If you let her in, one day she will tell countless young women that they can - because if someone had told her that, maybe it wouldn't have taken her 40 years to finally believe it.
If you let her in, on a cold, rainy day she will hand you a dollar, her wool coat, her tax refund, because she knows first-hand that the kindness of others can replenish a soul.
If you let her in, she will defend your child, speak up for your daughter, advocate for you, because she knows too well, what it's like to have a voice that doesn't count.
If you let her in, she will never let those high school boys who circled her when she was 6 and told her to go back to her own country, the customer who requested an "American" front desk worker instead, those men who called her gook, chink, chinamen just a few months ago - she will never let them represent all that is good and just in this country.

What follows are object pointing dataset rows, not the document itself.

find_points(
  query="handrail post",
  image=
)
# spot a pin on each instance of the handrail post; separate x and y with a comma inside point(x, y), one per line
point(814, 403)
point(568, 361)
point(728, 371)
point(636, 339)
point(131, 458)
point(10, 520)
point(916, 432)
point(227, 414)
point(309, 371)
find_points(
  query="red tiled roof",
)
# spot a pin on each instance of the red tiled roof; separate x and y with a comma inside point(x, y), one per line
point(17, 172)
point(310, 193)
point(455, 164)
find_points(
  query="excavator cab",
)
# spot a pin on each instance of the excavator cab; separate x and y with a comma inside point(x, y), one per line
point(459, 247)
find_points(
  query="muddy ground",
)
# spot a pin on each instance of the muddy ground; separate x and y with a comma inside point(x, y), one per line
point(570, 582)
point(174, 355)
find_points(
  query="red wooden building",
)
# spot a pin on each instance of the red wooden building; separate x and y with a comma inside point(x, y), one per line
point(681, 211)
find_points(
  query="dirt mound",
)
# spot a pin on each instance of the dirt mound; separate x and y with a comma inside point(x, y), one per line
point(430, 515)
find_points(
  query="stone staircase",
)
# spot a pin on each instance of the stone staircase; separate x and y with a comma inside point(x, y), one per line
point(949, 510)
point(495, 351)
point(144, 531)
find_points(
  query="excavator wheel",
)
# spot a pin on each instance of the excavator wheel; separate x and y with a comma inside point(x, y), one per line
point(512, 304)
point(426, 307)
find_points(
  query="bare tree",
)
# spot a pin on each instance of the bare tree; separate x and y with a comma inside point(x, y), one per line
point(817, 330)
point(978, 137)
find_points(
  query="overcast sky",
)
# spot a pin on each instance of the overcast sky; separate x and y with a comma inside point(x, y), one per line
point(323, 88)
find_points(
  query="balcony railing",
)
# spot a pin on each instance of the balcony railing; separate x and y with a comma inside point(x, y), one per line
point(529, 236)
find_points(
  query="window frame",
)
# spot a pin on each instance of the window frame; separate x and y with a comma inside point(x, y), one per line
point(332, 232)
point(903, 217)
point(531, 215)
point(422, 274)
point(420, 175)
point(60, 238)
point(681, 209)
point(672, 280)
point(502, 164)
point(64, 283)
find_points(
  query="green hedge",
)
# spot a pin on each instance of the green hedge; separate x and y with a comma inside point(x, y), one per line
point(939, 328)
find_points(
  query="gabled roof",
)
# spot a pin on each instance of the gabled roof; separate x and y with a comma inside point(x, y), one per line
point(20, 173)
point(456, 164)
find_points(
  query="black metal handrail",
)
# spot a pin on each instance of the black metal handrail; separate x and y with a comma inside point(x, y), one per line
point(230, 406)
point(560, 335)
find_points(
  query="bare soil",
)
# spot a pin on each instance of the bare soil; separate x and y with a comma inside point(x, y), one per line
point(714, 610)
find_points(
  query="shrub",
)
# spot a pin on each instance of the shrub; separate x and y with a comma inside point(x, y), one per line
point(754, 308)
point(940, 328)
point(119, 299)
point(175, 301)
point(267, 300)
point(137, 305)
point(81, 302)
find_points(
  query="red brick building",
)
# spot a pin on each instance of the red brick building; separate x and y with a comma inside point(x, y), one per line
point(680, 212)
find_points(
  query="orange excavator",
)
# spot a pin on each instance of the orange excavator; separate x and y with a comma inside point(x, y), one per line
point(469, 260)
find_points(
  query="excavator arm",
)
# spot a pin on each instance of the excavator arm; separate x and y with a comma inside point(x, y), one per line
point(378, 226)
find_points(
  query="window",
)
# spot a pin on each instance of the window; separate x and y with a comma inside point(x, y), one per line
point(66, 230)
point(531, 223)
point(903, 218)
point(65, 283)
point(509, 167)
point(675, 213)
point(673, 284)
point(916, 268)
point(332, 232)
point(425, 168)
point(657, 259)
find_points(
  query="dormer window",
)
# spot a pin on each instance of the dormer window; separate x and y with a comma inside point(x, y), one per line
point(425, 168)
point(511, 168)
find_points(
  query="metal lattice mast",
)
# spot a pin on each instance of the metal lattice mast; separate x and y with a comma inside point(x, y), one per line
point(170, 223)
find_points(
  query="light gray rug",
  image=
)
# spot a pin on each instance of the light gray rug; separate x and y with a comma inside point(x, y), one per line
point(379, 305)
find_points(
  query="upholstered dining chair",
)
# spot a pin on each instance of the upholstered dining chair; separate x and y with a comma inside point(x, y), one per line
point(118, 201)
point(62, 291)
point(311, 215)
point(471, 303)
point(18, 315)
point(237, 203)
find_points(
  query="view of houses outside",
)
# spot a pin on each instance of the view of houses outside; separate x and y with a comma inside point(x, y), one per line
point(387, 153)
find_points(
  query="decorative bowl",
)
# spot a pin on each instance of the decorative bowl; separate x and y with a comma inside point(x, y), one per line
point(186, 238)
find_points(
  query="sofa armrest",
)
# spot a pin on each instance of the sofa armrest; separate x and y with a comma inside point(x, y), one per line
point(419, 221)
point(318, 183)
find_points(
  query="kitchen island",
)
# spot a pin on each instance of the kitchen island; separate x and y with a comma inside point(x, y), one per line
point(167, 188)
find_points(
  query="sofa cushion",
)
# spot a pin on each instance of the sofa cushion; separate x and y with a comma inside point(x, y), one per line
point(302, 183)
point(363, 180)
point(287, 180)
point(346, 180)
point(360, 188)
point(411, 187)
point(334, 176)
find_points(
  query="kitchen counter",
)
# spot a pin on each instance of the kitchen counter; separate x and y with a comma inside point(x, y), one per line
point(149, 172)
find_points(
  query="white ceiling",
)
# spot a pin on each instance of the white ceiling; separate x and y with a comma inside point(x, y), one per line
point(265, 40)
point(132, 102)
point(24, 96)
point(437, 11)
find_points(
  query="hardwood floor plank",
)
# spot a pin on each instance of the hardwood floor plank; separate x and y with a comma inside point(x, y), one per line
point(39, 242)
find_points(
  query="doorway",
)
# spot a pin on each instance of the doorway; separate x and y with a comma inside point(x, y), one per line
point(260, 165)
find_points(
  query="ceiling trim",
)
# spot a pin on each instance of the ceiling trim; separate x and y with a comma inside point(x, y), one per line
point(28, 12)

If you let her in, she will pour her heart and soul into your community, her community not merely by filling out some mandated tax form, but by actively participating, volunteering, maybe even running for an elected position that might allow her to do even more.
If you let her in, she will choose to take a pay cut, drive 40 miles away from her family every day, if she thinks there's a slight chance she can become part of the solution.
If you let her in, some day she will end up standing next to you at a
peace rally in Washington D.C., fighting for the same justice that you seek.
If you let her in, she will grow with you, build with you, dream with
you. Like you, she will do everything in her power to create a world
that is beautiful and fair for your children, for hers...and for all the
children across those imaginary lines we keep drawing to separate us from one another.
I was 14 when my parents stuck an "unaccompanied minor" tag on me, put me on a plane 9000 miles from home, and sent me to live with a distant relative in Kensington, Maryland. While I was born and spent the first 8 years of my life in the suburbs of Chicago, my family moved to Thailand when I was 8. The Asian stock market crashed, along with millions of Thais, my dad lost his job, and a series of other hopeless, option-less events took place far away from the land of the free, in the developing part of the world. And just like that, my parents were faced with the hardest decision of their life.
Thank you for letting me (back) in 28 years ago. I hope we don't miss the chance to always open our hearts and our borders to the young people who most desperately need us to embrace them. You never know who they might become. If we make a little room in our hearts, to let them in.